Baseball, i migliori d’Italia sono sempre a San Marino

Domenica sera Fernando Baez era più irrequieto del solito: il pitcher di San Marino fin dai primi inning aspettava la bandiera di San Marino che l’anno scorso ha sventolato dopo la vittoria su Bologna. Sicurezza, rischio, pazzia? Beh, ha avuto ragione lui.

Sei titoli tricolori, sei volte al comando Doriano Bindi, ormai sempre più il “manager degli scudetti”. «A parte lo scudetto contro Rimini nel 2012 con la valida di Imperiali, walk-off a garasei, non avevo mai vissuto una bella così combattuta, sofferta, anche quando avevamo vinto, sempre alla bella, con Nettuno e Rimini».

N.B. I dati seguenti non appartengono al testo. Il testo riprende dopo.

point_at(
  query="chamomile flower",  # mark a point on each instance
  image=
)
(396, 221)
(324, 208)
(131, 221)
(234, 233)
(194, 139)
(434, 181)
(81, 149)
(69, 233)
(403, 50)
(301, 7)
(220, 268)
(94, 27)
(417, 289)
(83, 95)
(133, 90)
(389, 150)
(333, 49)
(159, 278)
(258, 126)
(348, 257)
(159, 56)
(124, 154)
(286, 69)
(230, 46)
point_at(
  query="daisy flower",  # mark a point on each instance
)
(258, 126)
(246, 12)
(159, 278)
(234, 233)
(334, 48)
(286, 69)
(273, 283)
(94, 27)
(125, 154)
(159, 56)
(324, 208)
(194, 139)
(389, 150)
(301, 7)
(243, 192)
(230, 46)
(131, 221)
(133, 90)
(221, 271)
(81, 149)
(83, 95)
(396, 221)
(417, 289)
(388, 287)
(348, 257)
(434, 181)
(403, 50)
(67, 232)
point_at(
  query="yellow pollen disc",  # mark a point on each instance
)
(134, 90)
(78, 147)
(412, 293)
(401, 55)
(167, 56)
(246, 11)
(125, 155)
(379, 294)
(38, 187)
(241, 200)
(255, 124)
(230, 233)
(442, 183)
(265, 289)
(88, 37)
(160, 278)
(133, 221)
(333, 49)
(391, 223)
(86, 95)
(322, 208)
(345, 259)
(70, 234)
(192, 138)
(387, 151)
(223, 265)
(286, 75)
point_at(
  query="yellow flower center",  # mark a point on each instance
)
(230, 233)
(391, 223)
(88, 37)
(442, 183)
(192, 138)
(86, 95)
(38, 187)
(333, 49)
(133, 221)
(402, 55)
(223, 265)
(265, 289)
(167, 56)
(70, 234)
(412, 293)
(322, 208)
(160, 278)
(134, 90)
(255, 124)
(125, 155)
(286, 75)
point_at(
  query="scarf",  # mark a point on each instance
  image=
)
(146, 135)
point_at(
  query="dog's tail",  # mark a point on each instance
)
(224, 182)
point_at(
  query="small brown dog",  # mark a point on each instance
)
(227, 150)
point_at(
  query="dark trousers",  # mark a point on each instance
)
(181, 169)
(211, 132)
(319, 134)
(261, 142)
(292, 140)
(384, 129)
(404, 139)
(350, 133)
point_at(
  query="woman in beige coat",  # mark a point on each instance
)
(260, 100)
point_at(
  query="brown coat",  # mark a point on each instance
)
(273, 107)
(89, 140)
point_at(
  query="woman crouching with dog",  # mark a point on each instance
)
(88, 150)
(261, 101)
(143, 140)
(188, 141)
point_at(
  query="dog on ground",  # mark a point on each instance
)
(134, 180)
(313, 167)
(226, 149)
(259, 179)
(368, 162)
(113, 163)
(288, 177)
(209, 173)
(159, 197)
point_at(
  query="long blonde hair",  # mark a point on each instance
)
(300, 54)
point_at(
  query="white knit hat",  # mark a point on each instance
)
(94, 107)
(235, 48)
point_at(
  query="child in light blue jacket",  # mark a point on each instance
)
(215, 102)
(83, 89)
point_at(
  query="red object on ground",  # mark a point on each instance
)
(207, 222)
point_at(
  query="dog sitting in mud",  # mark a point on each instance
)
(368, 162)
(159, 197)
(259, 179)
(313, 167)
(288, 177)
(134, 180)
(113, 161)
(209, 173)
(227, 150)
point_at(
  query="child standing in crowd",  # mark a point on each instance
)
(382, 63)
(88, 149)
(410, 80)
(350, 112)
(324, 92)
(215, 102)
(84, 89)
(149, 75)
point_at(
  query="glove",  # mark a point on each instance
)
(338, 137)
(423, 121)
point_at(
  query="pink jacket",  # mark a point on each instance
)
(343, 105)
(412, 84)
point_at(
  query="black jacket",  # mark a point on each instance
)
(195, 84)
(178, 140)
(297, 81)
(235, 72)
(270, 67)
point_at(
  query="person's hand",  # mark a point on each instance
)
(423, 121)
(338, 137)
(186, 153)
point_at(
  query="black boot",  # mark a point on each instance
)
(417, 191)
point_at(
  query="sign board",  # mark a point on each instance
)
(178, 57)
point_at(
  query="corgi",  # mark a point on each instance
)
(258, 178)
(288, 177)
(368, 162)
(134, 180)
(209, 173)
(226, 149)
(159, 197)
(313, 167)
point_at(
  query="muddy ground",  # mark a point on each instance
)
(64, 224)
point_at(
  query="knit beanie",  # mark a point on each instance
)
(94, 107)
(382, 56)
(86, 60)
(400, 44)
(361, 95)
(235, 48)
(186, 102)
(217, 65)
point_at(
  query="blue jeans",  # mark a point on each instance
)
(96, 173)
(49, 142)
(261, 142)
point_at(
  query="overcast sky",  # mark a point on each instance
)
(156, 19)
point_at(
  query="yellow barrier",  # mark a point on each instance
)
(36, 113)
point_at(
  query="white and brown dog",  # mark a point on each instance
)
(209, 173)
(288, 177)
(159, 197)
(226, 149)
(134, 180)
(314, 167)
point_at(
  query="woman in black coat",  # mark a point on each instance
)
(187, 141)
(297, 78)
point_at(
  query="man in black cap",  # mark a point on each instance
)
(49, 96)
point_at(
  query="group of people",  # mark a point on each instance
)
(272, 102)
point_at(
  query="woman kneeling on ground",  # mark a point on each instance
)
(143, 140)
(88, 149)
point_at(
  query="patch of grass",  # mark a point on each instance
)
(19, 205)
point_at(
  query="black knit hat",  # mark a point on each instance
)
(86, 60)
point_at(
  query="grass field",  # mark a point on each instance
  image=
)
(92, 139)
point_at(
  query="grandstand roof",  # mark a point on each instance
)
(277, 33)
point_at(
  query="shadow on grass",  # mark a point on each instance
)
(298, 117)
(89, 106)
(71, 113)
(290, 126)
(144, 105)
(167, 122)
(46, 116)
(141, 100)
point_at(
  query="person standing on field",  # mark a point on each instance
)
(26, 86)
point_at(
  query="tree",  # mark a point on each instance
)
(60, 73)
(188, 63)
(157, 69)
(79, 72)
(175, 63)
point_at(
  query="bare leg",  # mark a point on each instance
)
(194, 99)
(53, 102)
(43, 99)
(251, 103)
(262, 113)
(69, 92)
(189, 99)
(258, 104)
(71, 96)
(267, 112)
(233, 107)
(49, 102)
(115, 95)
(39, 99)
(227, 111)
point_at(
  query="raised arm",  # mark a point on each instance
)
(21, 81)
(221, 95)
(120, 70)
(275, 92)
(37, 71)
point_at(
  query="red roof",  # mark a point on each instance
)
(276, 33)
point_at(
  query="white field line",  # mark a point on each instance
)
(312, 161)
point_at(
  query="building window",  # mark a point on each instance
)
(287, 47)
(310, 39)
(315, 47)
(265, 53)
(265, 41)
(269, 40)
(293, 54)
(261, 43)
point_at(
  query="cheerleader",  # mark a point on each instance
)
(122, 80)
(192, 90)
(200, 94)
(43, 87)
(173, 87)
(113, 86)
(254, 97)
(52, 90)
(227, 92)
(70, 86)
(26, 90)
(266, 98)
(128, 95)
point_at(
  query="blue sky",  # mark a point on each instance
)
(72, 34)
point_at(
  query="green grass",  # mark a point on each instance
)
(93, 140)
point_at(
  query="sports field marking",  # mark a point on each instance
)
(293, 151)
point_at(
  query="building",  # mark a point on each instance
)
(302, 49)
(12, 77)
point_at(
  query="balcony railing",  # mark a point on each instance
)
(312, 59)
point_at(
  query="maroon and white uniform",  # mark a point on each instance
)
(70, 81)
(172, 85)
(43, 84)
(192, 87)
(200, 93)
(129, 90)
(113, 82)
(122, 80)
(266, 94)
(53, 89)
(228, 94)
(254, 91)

Ha pensato di non farcela a un certo punto? «Mi sembrava una finale maledetta, soprattutto all’ottavo inning, quando Leonora ha girato in foul quel lancio interno a basi piene: sarebbe stato il quarto ball e avremmo vinto. Anche se a bocce ferme, è molto più bello vincerla con una battuta come quella di Lino».

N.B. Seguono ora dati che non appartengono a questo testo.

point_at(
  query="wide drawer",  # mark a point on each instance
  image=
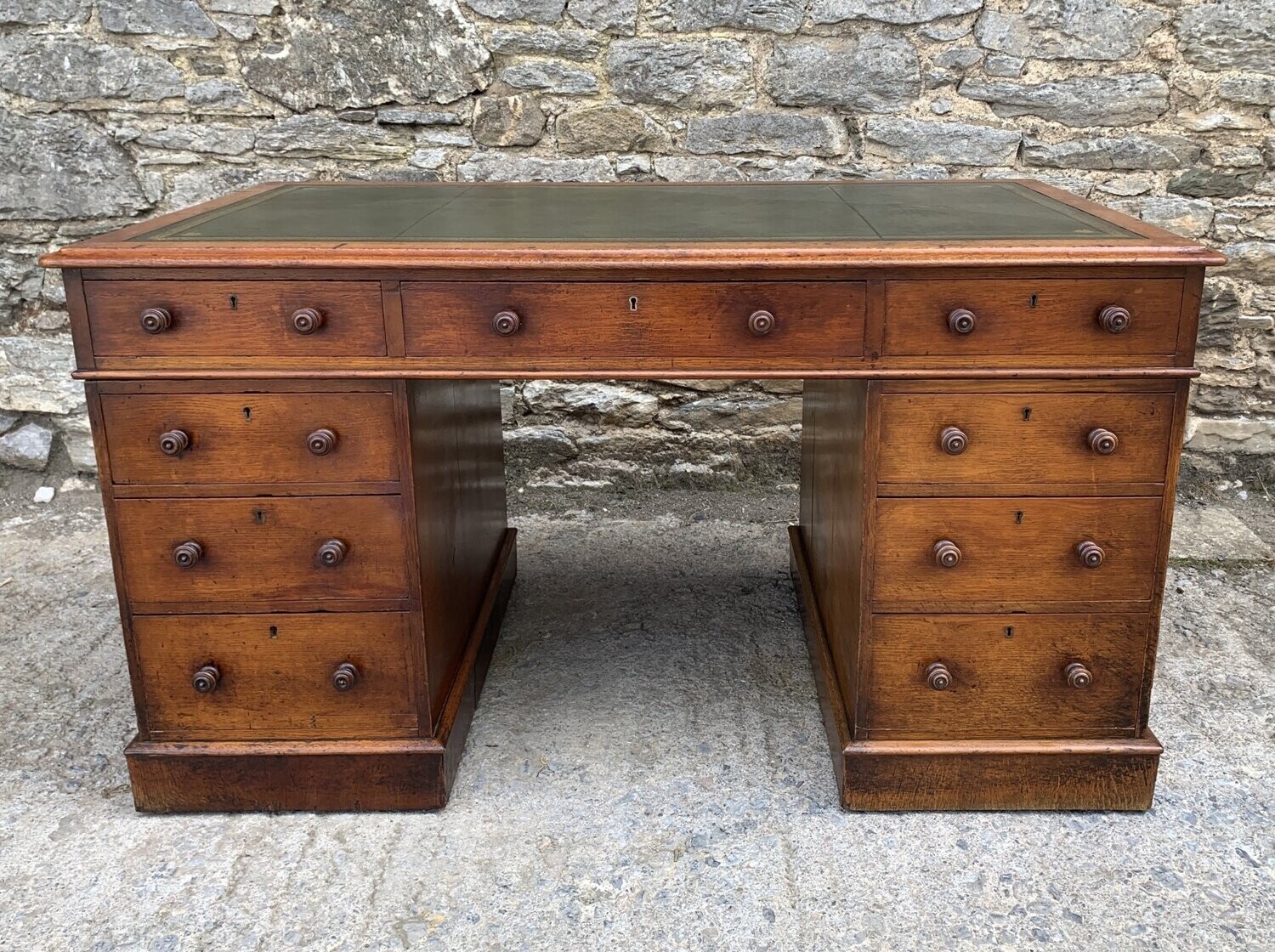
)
(1023, 318)
(1023, 549)
(1114, 438)
(747, 320)
(235, 319)
(329, 438)
(216, 677)
(1002, 676)
(257, 549)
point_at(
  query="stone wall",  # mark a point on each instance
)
(114, 110)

A fine partita anche il giemme Mauro Mazzotti si è lasciato andare alla gioia in mezzo al campo. «Una serie difficilissima, Parma ha saputo sempre pareggiare dopo il nostro vantaggio. Non mi ha sorpreso però: fin dalla vigilia del campionato ho detto che Parma poteva arrivare lontano, perché aveva un box temibile ed equilibrato, con giocatori sopra le righe e altri che sapevano far bene le piccole cose».